An Example of AI and Citizen Science
Another widely used tool that utilises AI technology is computer-generated images. Programs such as DALL-E and Mid-Journey can allow anyone to create a work of art in multiple styles by simply writing a short description, or adding elements to an already existing image. Although there have been issues and controversies with where the programs have received the data to create these images, and that art created using such tools emulates the work of professional artists, it certainly allows for a low barrier of entry for lay people to create images and visualise concepts.
The Crea.Visions Initiative, led by the Aarhus University – Center for Hybrid Intelligence, has created bespoke AI software that uses a catalogue of photographs of cities to produce new images of urban environments. This allows members of the public to create dystopian or utopian visions of the cities they live in, as a means of visualising the potential effects of wicked problems, such as climate change, but also helps them imagine a better world for everyone!
This project works with the United Nations AI for Good, ArtBreeder, and Klimafolkemødet to raise awareness about the climate change challenge and the importance of reaching the UN Sustainable Development Goals (SDGs).
These images were used as jumping-off points to drive conversations with policymakers, researchers, and members of society on how we may work together to tackle issues we are facing in the world today and to tell stories on how science shapes our lives.
Over the past three years, Crea.Visions has conducted events in Venice, Paris, Belgrade, and at the Danish Climate Summit, where visitors could play interactive games that result in the creation of powerful pieces of art.
These images were then showcased at exhibitions and events, in the hope of driving more conversations about the actions we can take to avoid the dystopian and work our way towards the utopic.
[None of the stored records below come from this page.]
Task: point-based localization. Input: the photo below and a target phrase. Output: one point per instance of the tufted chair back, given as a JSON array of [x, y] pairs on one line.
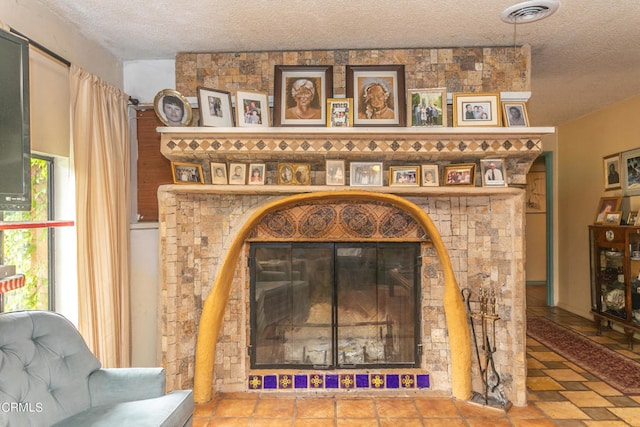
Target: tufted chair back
[[44, 369]]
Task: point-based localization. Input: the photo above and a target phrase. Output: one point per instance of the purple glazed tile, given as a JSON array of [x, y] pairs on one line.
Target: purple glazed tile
[[270, 382], [377, 381], [285, 382], [423, 380], [362, 380], [330, 381], [393, 381], [300, 381]]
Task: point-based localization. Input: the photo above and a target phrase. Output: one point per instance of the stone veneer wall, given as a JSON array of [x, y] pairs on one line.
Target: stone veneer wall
[[484, 239], [479, 69]]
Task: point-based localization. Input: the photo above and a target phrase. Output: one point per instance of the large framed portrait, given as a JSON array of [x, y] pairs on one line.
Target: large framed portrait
[[215, 107], [365, 174], [493, 173], [427, 107], [630, 167], [378, 94], [339, 112], [172, 108], [300, 95], [515, 114], [611, 169], [252, 109], [607, 205], [187, 173], [476, 109], [460, 174]]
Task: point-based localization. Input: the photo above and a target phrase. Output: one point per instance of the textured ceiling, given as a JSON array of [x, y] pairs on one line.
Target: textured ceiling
[[584, 56]]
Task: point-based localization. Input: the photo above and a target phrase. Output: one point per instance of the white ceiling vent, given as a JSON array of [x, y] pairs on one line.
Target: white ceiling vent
[[529, 11]]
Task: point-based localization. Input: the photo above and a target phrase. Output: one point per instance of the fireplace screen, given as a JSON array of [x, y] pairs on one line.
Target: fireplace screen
[[334, 305]]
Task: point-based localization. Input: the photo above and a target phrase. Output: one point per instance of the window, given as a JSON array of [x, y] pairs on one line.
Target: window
[[30, 248], [334, 305]]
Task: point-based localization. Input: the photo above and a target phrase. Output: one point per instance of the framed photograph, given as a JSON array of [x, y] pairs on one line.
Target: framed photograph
[[215, 107], [606, 205], [613, 218], [611, 169], [515, 114], [493, 173], [378, 94], [427, 107], [405, 176], [335, 172], [476, 109], [630, 167], [430, 176], [237, 173], [364, 174], [187, 173], [219, 173], [256, 173], [300, 94], [252, 109], [461, 174], [172, 108], [339, 112], [294, 174]]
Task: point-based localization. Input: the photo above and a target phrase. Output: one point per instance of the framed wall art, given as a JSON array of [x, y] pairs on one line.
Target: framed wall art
[[252, 109], [300, 95], [363, 174], [461, 174], [218, 173], [335, 172], [256, 173], [630, 167], [515, 114], [378, 94], [606, 205], [215, 107], [339, 112], [172, 108], [237, 173], [430, 176], [187, 173], [476, 109], [611, 169], [294, 174], [493, 173], [404, 176], [427, 107]]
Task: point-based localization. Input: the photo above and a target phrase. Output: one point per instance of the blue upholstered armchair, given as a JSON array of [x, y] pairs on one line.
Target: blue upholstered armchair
[[49, 377]]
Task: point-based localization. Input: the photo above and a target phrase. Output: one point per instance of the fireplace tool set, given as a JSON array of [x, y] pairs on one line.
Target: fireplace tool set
[[486, 317]]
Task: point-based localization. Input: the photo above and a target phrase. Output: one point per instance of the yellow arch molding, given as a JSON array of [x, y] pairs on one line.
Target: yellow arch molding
[[214, 306]]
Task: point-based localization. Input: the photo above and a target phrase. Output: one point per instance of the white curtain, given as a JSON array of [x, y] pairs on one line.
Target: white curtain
[[100, 140]]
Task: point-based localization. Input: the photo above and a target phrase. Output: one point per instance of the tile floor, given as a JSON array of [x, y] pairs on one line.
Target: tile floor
[[560, 394]]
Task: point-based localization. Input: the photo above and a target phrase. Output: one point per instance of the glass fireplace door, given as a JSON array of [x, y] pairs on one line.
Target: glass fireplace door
[[333, 305]]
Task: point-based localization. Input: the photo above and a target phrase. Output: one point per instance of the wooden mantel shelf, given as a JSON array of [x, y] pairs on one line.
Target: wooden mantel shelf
[[518, 146]]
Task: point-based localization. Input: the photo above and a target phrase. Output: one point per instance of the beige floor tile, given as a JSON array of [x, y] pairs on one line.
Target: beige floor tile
[[603, 389], [586, 399], [543, 383], [564, 375], [397, 408], [630, 415], [562, 410]]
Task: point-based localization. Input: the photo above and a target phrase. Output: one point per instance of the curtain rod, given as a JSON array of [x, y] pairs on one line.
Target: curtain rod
[[42, 48]]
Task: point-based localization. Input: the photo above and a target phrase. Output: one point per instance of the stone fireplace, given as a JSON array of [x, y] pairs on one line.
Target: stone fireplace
[[468, 237]]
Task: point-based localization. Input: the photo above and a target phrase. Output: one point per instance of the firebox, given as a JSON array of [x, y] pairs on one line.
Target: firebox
[[324, 305]]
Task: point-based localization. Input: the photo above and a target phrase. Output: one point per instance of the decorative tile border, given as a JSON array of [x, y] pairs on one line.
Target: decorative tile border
[[321, 381]]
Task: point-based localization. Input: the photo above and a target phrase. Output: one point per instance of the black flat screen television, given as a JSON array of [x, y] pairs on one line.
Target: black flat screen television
[[15, 146]]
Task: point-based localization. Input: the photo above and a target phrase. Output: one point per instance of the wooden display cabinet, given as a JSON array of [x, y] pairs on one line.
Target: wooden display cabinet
[[615, 277]]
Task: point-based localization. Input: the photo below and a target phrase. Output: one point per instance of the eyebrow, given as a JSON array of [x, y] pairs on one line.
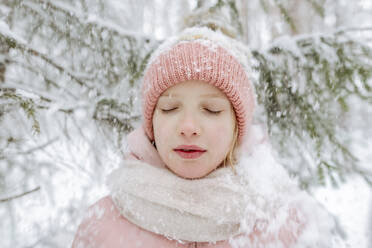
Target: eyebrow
[[215, 95]]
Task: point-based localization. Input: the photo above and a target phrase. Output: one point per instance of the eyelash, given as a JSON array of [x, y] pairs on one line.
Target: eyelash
[[208, 111]]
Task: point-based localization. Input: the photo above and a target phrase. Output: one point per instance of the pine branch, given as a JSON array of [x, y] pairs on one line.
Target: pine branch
[[305, 86]]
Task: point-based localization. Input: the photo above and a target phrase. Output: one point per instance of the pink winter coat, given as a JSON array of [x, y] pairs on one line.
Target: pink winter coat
[[105, 227]]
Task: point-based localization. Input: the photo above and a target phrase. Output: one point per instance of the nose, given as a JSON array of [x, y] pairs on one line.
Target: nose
[[189, 126]]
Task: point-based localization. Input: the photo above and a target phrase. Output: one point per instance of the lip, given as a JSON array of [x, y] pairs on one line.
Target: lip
[[189, 151]]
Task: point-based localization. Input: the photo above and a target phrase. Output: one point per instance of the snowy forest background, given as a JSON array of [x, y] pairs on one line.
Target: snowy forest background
[[69, 78]]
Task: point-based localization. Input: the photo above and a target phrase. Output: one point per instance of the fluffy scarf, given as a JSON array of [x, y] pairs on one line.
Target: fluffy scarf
[[217, 207]]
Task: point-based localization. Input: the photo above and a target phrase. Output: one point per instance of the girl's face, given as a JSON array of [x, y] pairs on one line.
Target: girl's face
[[193, 128]]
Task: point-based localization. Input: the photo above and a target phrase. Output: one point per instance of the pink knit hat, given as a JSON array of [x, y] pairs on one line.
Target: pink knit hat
[[200, 54]]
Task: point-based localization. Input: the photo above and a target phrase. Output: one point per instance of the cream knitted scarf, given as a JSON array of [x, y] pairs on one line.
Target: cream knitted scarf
[[208, 209]]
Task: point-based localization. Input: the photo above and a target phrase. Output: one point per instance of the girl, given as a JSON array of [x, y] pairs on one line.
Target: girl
[[198, 173]]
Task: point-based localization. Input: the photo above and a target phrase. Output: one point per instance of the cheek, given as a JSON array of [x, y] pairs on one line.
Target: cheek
[[221, 134], [161, 128]]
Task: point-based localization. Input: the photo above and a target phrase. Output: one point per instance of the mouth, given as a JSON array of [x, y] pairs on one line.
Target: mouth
[[189, 152]]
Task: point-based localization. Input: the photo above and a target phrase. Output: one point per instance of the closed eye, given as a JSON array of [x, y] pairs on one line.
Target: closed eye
[[168, 110]]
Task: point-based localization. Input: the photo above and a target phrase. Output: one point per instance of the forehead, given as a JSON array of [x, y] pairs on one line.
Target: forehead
[[194, 88]]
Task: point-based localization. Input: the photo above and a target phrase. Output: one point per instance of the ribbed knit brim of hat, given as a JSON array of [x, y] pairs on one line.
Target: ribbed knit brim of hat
[[198, 57]]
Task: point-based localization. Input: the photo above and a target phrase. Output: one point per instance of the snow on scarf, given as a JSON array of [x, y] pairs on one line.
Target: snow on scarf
[[217, 207]]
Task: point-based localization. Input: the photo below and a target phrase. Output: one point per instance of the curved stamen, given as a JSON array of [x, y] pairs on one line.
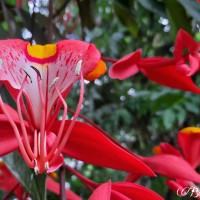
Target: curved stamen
[[49, 156], [35, 144], [25, 135], [17, 134], [67, 134]]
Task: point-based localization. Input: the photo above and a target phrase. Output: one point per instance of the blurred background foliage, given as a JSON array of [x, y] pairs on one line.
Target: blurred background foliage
[[138, 113]]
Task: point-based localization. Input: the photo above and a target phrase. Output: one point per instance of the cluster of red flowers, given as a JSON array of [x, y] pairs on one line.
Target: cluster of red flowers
[[39, 79]]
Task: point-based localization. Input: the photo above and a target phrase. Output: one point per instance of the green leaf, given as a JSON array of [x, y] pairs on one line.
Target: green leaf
[[177, 16], [38, 30], [34, 184], [192, 7], [126, 17]]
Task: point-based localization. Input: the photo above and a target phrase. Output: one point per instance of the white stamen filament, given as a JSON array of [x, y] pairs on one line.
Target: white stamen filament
[[78, 67]]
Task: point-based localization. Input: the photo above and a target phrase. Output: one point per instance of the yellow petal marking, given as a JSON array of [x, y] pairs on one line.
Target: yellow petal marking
[[99, 70], [41, 51], [1, 164]]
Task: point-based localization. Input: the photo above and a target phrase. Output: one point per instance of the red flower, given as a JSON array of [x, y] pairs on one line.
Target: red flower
[[116, 190], [39, 78], [9, 183]]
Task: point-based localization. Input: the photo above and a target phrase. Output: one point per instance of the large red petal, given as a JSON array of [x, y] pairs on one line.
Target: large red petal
[[8, 181], [103, 192], [190, 145], [169, 149], [184, 41], [172, 166], [163, 71], [90, 145], [126, 66]]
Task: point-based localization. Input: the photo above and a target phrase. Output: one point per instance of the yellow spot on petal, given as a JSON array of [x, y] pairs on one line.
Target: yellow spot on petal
[[97, 72], [53, 175], [190, 130], [41, 51], [157, 150]]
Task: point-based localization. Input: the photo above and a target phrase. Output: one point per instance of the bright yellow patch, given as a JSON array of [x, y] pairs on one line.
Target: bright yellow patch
[[41, 51], [157, 150], [53, 175], [190, 130], [97, 72]]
Now that the door has been opened, it cannot be closed. AI technology is here, and it is only going to become more prevalent. So, it is important that we accept this fact quickly, and although it is almost impossible to see where these innovations in technology will lead, we must do our best to stay ahead of the curve, in the interest of fully utilising the tools we have been given, and to make sure that the safeguards are in place to ensure that this is done in an ethical manner. This will involve the creation of new policies and recommendations for Research Institutes and science communicators to ensure that these tools are used responsibly. This step change will most likely result in the creation of new roles and expertise in these fields of work, which will act as a guiding light for how we should approach these new tools.
It is hard to know how exactly AI will change the research and innovation landscape. It may be the case that these innovations will plateau, with only minor improvements being made to the systems that we see today. However, it is probably more likely that, sooner or later, we will see other big steps in these technologies, and that AI will continue to play an increasingly critical role in research, as well as changing how information is shared. So, embrace new innovations, fling open the doors, and step through…………. Carefully!!